Education or Exploitation? Private schools force parents to buy costly textbooks
Srinagar, Nov 4: As a new academic session begins in Kashmir, parents are once again caught in the familiar ordeal of private schools dictating where and what to buy, forcing them to purchase textbooks from selected bookshops at exorbitant rates that run as high as Rs 7000 a set. What should mark the start of learning has, for many, turned into a season of financial anxiety and frustration.
Parents say this exploitative practice, in place for years, continues unchecked as the School Education Department (SED) fails to act against the schools accused of fleecing them under the guise of “academic standards.”
A receipt shared by a parent revealed that a single set of textbooks costs nearly Rs 7000. Parents allege that schools compel them to purchase the books only from particular shops, leaving no room for price comparison or bargaining.
“This is not just about high prices,” said an aggrieved parent.
“Schools have made education a business. They change the curriculum every year so that old books can’t be reused by siblings. We’re forced to queue outside bookshops to buy new sets every session.”
Many parents accuse the authorities of deliberate inaction. “Private schools have built an empire of their own. There’s no oversight. The department’s silence makes it complicit in this money-minting business,” another parent said.
The controversy resurfaces every admission season but fades without accountability. While parents look to the Fee Fixation and Regulation Committee (FFRC) for intervention, the committee maintains that regulating textbook sales does not fall under its purview.
“Our mandate is limited to fixing and regulating school fees. Issues like textbook sales are the responsibility of the School Education Department,” an FFRC official said.

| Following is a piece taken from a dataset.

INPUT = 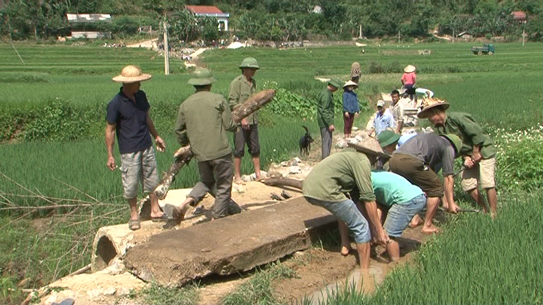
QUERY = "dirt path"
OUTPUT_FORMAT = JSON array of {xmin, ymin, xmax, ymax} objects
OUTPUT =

Officials acknowledged that a proposal had been floated earlier to empower the FFRC to oversee the overall functioning of private schools, but it was later dropped.
“The department didn’t want to upset these influential schools,” one official admitted.

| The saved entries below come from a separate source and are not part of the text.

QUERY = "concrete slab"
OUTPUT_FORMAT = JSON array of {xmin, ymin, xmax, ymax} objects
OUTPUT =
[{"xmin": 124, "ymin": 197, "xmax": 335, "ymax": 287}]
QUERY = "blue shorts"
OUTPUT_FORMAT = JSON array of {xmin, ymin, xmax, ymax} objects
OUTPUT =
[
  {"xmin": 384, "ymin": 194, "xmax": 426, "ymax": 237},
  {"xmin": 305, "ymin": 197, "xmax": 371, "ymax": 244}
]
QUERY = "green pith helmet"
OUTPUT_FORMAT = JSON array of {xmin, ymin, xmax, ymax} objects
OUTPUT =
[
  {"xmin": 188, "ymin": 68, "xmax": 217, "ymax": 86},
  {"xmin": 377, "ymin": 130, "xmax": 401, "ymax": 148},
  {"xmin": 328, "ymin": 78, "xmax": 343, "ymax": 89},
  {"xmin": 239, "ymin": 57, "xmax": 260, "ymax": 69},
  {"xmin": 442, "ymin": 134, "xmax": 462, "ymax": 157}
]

Parents say that some schools, especially those claiming to follow “international curricula” like Cambridge or Oxford boards, use it as an excuse to bypass regulations and justify inflated prices. “Even if they teach any foreign curriculum, they must publish the textbook list on their websites before the new session so parents can buy them freely,” a parent suggested.
When contacted, Director School Education Kashmir (DSEK) Naseer Ahmad Wani said he was not yet fully briefed on the matter. “I will convene a meeting in this regard and see to what extent the department can regulate these schools under the Education Act,” he told Greater Kashmir.